PARKERSBURG – The litigants in the West Virginia and Ohio class action lawsuit filed the science panel’s final set of reports on Oct. 29 that conclusively link DuPont’s PFOA in drinking water to serious human diseases.The panel previously reported links with kidney cancer, thyroid disease, testicular cancer, ulcerative colitis and pregnancy-inducted hypertension, including preeclampsia.
In its final report, the science panel added hypercholesterolemia to the list.
The panel’s work is now completed and for the purposes of the pending class action lawsuit, any diseases that the panel has not linked to C8 cannot be the subject of PFOA-based exposure claims by the lawsuit’s class members.
The class action suit was filed against DuPont related to medical monitoring and the science panel was formed to study the effects of C8 on humans and find whether it causes certain diseases.
“The panel’s combined reports leave no doubt that the past levels of C8 in drinking water has caused serious disease among many local residents,” said Harry Deitzler of Hill Peterson Carper Bee & Deitzler. “The significant probable link findings are a sad indictment of DuPont’s corporate credibility in the community, particularly in light of the company’s longstanding claims that C8 contamination of drinking water would have no adverse impact on humans.”
Deitzler said the law firm’s immediate next step will be to move forward with the medical monitoring component of the court-approved settlement agreement.
“Through that process, we hope to ensure that every patient’s doctor can identify each linked disease before it is too late to begin effective treatment,” Deitzler said.
Affected residents who meet the class definition will be entitled to medical testing at DuPont’s expense.
“As attorneys for the class members, we are proud to have uncovered the truth and forced the company to remove the poison from the water,” Deitzler said. “Unfortunately, we cannot change the fact that DuPont’s actions have already caused diseases to occur unnecessarily among class members in the six affected water districts, nor the fact that DuPont’s conduct will certainly cause additional diseases to occur among class members in the future.”
The testing, which is referred to in the class actions suit as medical monitoring, will allow doctors to conduct procedures to identify PFOA-linked diseases in the population, which can result in earlier diagnosis and more effective treatment for the affected individuals.
Class members who suffer from linked diseases are also permitted to move forward with personal injury or related wrongful death claims against DuPont that arise from DuPont’s discharging the known carcinogen into the drinking water.
As part of the 2005 class action settlement, DuPont agreed it would not dispute that PFOA can cause diseases the C8 Science Panel linked to PFOA exposure.
Deitzler said DuPont’s statement that all the diseases are caused by family history and lifestyle choices, instead of C8 exposure ignores scientific data.

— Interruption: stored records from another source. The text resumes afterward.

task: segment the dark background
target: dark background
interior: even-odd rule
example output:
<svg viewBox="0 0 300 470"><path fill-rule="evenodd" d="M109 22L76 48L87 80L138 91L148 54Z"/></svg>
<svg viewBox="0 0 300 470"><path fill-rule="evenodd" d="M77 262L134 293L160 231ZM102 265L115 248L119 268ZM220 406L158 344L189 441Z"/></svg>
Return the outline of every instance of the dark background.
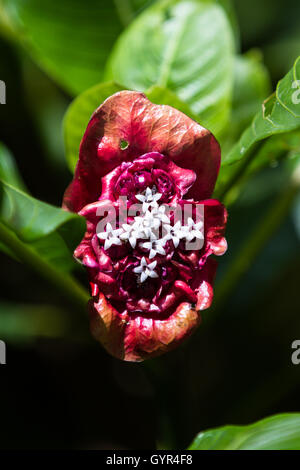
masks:
<svg viewBox="0 0 300 470"><path fill-rule="evenodd" d="M299 55L299 1L235 3L243 51L262 49L275 84ZM0 141L14 154L30 192L60 205L71 179L61 133L71 98L3 38L0 58L7 84ZM250 182L231 207L219 279L251 221L274 198L279 171L257 177L259 197L251 198ZM300 339L299 207L298 201L231 300L205 311L203 325L183 347L146 365L108 356L89 336L82 312L0 254L0 338L7 343L7 365L0 366L0 447L138 449L154 448L158 438L184 448L209 427L300 411L300 365L291 363L291 343ZM77 275L86 282L80 269ZM16 309L24 310L19 329ZM45 311L37 333L30 325L35 309Z"/></svg>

“DuPont’s statement ignores the undisputed scientific fact that the science panelists took into account all external factors, including family history and lifestyle choices when it concluded that C8 exposure caused serious adverse health consequences,” Deitzler said.
Wood Circuit Court approved the appointment of Hill Peterson Carper Bee & Deitzler; Taft Stettinius & Hollister; and Winter & Johnson as counsel for the class members in 2005. The court-approved attorneys continue to represent class members on class-wide claims.

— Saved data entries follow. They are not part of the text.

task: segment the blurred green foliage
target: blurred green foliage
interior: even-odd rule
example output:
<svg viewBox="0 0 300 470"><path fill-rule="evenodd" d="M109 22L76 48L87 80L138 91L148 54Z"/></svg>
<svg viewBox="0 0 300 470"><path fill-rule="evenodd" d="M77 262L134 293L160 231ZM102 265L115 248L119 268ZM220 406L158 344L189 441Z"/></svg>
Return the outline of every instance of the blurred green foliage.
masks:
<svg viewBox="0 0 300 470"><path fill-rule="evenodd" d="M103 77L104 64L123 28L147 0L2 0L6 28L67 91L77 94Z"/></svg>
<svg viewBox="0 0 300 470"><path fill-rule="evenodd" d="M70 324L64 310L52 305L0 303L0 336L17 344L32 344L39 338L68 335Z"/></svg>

In addition, the attorneys are representing several thousand individual class members who have contracted with them to potentially seek compensation for linked diseases.
DuPont is obligated to continue to find the state-of-the-art water treatment systems that were installed as a condition of the 2005 settlement to reduce PFOA levels in the impacted public and private drinking water supplies, based on the combined probable link findings.

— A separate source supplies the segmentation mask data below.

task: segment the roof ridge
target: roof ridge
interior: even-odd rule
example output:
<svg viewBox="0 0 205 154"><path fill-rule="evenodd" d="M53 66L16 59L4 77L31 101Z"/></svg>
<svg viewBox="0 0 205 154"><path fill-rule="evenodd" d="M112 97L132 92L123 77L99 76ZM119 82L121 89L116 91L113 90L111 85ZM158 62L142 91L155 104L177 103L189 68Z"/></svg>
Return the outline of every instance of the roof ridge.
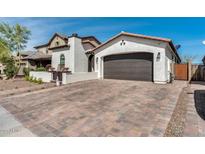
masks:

The C8 Science Panel was charged with independently and comprehensively evaluating all of the available scientific data relating to PFOA to determine whether it was more likely than not that PFOA exposure was linked to serious human disease. To qualify for membership on the panel, the panelists had to be well-qualified epidemiologists who were independent of either side to the lawsuit.
The panel’s reports were filed in Wood Circuit Court in Parkersburg and are available online at www.hpcbd.com/c8probablelink.html.